The Community Service Society of New York, with help from BetaNYC, released a map highlighting the medical debt crisis in New York. The results are shocking.
What’s the problem?
According to CSSNY’s research, New York hospitals sued patients more than 40,000 times between 2015 and 2019. This means that, on average, New York’s hospitals filed more than 25 suits every single day between 2015 and 2019. Those lawsuits weren’t evenly distributed across all hospitals, however. Five hospital systems filed 79% of lawsuits, and one hospital system alone filed just over 50% of all lawsuits. Patients of color were also much more likely to be sued and to end up in collections for medical debt than white patients. In one county, patients of color had collection actions taken against them almost three times as frequently as their white counterparts.

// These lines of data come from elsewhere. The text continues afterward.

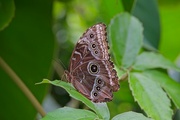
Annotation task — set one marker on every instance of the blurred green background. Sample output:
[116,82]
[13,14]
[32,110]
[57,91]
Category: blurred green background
[35,34]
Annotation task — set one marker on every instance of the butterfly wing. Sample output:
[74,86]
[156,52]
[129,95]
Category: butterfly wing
[91,71]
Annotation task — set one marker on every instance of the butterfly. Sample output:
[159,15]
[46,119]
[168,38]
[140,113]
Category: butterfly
[90,71]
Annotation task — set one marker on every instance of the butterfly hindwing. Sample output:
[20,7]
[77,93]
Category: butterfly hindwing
[91,71]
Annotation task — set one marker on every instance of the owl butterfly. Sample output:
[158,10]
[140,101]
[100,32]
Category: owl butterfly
[91,71]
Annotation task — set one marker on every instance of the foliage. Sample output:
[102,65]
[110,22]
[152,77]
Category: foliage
[28,47]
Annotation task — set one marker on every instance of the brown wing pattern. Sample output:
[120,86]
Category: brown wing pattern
[91,71]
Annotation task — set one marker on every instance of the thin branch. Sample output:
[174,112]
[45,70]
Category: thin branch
[22,86]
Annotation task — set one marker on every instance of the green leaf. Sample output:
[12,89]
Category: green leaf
[7,10]
[169,85]
[148,14]
[150,96]
[27,46]
[128,4]
[101,109]
[126,38]
[67,113]
[150,60]
[130,116]
[108,9]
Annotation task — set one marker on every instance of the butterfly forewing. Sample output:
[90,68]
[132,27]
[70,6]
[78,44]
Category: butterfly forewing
[91,71]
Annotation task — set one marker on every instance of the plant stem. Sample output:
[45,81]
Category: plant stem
[22,86]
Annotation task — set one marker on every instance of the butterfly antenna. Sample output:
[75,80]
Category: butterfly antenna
[59,68]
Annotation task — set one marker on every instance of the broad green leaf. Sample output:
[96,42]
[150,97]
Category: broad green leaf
[27,46]
[150,60]
[148,14]
[130,116]
[101,109]
[150,96]
[67,113]
[128,4]
[7,10]
[108,9]
[126,38]
[169,85]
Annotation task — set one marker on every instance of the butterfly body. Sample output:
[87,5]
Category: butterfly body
[91,71]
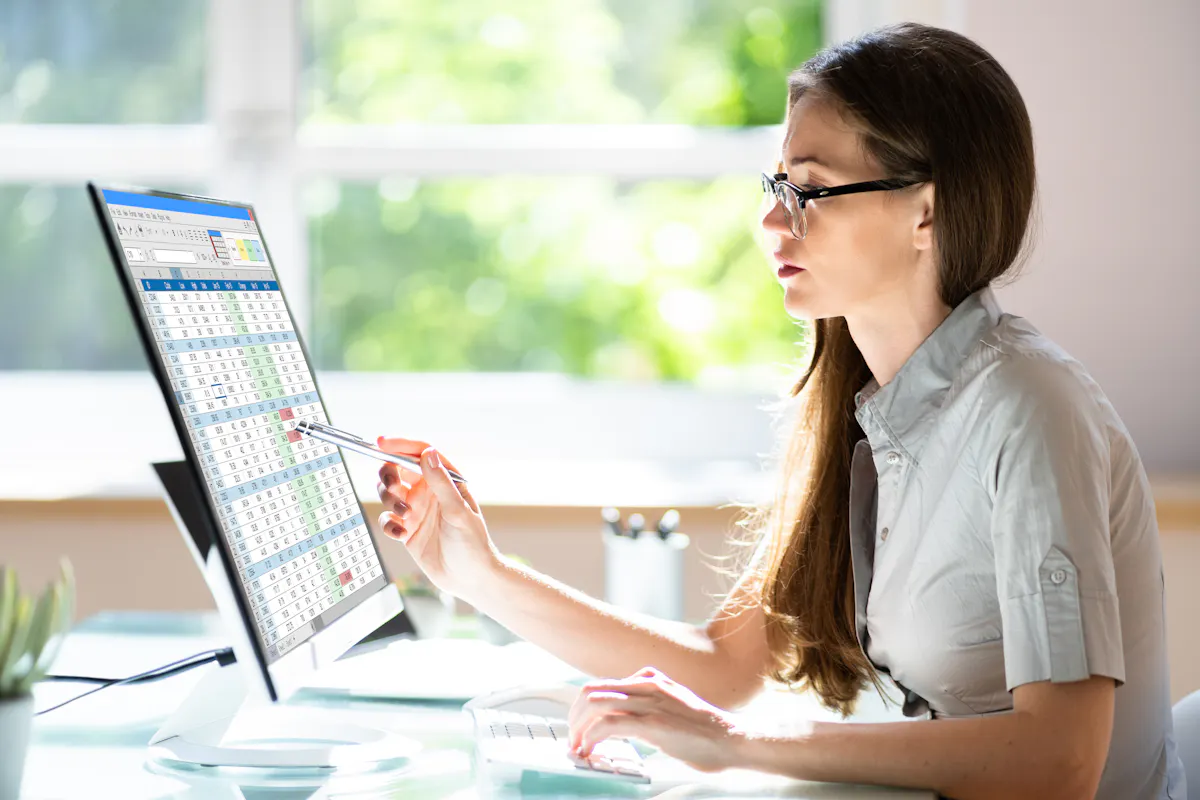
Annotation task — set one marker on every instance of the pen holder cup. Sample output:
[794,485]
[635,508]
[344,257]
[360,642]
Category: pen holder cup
[646,573]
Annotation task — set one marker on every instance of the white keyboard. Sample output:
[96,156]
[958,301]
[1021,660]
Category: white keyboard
[519,743]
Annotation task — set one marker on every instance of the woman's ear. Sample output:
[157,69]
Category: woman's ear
[923,230]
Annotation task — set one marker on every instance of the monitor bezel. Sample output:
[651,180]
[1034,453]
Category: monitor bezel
[285,675]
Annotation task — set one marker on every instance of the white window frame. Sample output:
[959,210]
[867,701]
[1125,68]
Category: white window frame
[593,441]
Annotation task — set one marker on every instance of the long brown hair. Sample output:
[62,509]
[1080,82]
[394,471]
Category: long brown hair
[933,106]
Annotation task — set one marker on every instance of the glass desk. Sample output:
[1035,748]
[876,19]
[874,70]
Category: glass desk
[96,747]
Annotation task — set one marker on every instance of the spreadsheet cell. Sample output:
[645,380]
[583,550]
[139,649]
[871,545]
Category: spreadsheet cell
[240,380]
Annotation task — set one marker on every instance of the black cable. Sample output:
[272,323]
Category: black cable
[223,656]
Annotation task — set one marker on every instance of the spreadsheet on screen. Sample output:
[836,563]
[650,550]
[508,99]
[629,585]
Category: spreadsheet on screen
[239,377]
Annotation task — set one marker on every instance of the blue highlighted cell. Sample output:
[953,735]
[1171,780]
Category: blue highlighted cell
[327,536]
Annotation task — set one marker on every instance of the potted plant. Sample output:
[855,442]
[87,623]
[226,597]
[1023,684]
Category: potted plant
[29,642]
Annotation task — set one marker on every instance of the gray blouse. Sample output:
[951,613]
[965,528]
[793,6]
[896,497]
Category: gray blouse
[1003,531]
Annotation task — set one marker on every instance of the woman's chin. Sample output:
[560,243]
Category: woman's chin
[799,305]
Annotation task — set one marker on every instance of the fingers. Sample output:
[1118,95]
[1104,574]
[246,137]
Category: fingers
[393,528]
[616,725]
[598,705]
[454,503]
[394,498]
[391,474]
[401,446]
[408,447]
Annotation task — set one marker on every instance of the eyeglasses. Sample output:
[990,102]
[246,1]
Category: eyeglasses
[795,198]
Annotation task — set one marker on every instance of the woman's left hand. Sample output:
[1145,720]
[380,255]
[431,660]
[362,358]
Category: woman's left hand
[651,707]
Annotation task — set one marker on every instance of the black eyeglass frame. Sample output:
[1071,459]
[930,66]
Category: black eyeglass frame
[769,186]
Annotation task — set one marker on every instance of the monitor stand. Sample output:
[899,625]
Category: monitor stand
[221,723]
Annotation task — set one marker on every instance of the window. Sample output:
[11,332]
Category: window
[559,192]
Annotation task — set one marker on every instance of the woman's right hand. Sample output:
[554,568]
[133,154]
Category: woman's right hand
[437,519]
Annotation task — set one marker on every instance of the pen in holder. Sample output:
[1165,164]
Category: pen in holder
[643,570]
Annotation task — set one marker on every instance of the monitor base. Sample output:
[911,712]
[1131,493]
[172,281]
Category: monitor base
[220,726]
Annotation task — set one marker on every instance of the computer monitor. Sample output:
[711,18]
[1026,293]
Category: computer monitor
[295,571]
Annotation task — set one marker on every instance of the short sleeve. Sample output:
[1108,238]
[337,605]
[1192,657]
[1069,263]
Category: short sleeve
[1050,528]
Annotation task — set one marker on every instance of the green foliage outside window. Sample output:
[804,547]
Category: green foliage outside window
[586,275]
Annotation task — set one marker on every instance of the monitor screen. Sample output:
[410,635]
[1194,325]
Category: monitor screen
[239,376]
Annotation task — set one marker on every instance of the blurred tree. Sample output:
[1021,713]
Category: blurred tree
[587,275]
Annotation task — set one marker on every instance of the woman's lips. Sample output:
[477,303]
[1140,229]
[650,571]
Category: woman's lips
[786,268]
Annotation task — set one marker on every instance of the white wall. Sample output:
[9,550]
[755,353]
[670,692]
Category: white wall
[1114,91]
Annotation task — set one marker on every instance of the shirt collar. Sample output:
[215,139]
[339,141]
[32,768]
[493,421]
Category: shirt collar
[898,409]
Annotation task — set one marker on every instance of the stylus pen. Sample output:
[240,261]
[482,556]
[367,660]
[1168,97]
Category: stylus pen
[351,441]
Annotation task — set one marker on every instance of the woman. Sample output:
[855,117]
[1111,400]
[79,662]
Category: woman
[960,507]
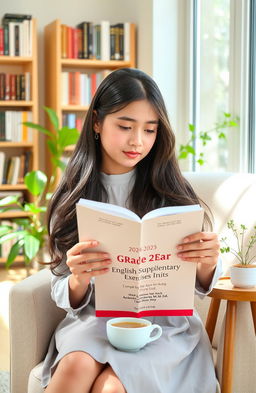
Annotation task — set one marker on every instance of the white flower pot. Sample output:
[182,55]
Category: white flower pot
[243,277]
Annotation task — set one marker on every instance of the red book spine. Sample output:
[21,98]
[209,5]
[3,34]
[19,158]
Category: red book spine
[69,49]
[77,88]
[93,84]
[75,43]
[7,87]
[13,87]
[1,41]
[71,84]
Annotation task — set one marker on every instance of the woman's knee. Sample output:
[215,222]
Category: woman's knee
[108,382]
[77,363]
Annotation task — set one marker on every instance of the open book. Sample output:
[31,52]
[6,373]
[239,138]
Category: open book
[146,277]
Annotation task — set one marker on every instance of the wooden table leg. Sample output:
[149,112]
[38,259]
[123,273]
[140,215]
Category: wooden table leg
[212,317]
[253,308]
[228,354]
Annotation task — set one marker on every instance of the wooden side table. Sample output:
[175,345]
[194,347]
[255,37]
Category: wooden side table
[224,290]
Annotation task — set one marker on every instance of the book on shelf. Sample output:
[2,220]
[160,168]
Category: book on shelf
[100,41]
[17,35]
[12,128]
[146,277]
[13,169]
[15,86]
[78,88]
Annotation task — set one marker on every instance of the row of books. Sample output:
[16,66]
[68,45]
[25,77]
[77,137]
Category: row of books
[15,86]
[6,246]
[101,41]
[12,128]
[13,169]
[16,35]
[72,120]
[78,88]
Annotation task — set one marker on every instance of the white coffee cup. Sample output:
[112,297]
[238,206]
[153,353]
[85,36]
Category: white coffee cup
[131,334]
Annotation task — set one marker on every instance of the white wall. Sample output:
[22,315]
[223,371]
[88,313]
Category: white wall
[170,60]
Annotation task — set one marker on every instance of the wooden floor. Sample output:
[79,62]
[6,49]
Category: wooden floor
[7,279]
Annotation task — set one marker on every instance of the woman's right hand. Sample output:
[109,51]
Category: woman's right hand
[85,264]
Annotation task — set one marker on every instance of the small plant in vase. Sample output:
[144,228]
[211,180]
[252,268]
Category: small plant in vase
[243,273]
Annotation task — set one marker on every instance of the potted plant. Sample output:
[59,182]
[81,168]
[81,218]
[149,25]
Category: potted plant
[31,235]
[243,273]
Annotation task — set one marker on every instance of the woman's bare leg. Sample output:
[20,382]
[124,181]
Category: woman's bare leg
[75,373]
[108,382]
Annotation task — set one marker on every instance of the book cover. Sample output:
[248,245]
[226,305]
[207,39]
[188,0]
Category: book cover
[146,278]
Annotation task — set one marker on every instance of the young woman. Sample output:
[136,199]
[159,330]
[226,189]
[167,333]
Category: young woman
[125,156]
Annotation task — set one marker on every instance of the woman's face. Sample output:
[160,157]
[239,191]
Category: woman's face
[127,136]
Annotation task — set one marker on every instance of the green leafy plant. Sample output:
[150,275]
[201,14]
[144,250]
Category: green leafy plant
[30,237]
[205,136]
[242,251]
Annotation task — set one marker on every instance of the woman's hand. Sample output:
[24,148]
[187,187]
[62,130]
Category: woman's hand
[84,263]
[203,248]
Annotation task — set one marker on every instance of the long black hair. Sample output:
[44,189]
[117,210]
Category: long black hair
[158,181]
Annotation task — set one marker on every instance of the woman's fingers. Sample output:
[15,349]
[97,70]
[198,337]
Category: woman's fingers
[89,263]
[200,247]
[79,247]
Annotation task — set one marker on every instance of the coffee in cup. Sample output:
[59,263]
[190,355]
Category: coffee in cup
[131,334]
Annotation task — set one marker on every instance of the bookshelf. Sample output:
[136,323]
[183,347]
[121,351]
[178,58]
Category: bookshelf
[55,65]
[20,65]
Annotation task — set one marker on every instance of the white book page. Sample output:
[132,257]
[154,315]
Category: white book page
[166,211]
[115,210]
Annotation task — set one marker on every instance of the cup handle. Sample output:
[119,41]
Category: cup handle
[157,335]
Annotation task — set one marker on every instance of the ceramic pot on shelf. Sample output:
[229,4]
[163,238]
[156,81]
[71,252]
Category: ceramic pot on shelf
[243,276]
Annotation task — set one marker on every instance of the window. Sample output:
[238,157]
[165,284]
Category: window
[222,68]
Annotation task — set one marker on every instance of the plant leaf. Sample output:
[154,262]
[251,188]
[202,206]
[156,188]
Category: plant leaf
[37,127]
[183,155]
[36,182]
[190,150]
[67,137]
[31,246]
[14,251]
[53,117]
[4,229]
[191,127]
[52,147]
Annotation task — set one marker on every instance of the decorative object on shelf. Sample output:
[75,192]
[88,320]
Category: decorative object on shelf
[30,238]
[242,274]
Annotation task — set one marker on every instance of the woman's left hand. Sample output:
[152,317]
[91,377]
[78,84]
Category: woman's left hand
[201,247]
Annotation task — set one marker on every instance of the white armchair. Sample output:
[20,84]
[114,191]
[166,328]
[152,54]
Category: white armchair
[34,316]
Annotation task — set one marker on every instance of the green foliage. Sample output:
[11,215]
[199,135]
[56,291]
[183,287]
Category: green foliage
[205,137]
[242,251]
[31,236]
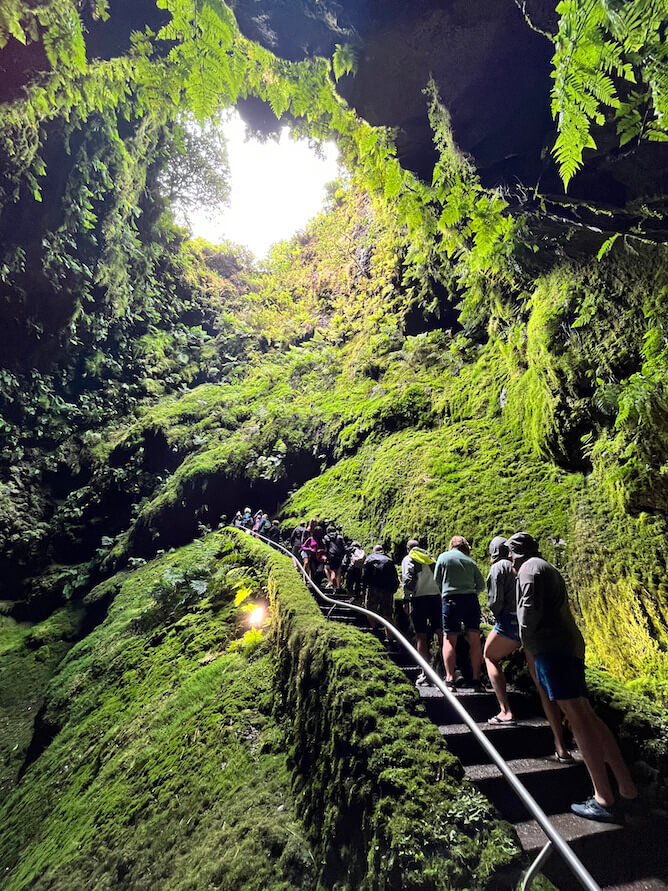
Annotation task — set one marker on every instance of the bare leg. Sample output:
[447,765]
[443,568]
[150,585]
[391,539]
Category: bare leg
[497,648]
[449,655]
[551,709]
[422,645]
[475,652]
[599,748]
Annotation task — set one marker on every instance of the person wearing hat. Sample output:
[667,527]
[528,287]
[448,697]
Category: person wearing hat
[504,638]
[422,600]
[460,580]
[548,631]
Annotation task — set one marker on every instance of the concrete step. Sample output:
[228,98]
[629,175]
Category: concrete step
[554,786]
[529,738]
[480,706]
[633,857]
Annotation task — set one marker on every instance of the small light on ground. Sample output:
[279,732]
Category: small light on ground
[256,617]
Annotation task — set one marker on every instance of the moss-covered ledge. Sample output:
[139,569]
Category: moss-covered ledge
[387,806]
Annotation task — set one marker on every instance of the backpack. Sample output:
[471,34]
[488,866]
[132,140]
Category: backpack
[357,558]
[381,572]
[336,546]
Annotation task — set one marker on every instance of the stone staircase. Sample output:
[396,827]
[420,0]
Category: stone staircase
[633,857]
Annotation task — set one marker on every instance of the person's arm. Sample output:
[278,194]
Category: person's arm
[528,608]
[438,574]
[494,592]
[409,578]
[396,578]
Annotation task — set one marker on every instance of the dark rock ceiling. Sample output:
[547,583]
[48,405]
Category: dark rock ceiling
[493,74]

Any lawsuit by a hospital against a patient is almost guaranteed to be horrific. This is especially true in New York: All hospitals in New York are, by law, nonprofits. However, this clearly doesn’t mean they act like charities. Some of the cases found during their research were especially devastating. One man who was uninsured when his partner survived a rape was forced by the hospital to take an HIV test and was later sued for the cost of the test. He settled for $1,000–despite the fact that he could’ve received the same test at a health clinic run by New York City for free. Another patient was sued for $1,375 after miscarrying– after her insurance paid the hospital $5,000.
What can we do?
Read the full report, in part because it offers visual representations courtesy of BetaNYC of just how predatory “nonprofit” hospitals in New York can be, but also because it details measures that New York could take to stop these abuses. One key way that we as everyday people can do is: Take action on CSSNY’s End Medical Debt campaign. The protections that are outlined will help end medical debt. Especially as New Yorkers are hit hard by the Covid-19 pandemic, these protections will become even more important.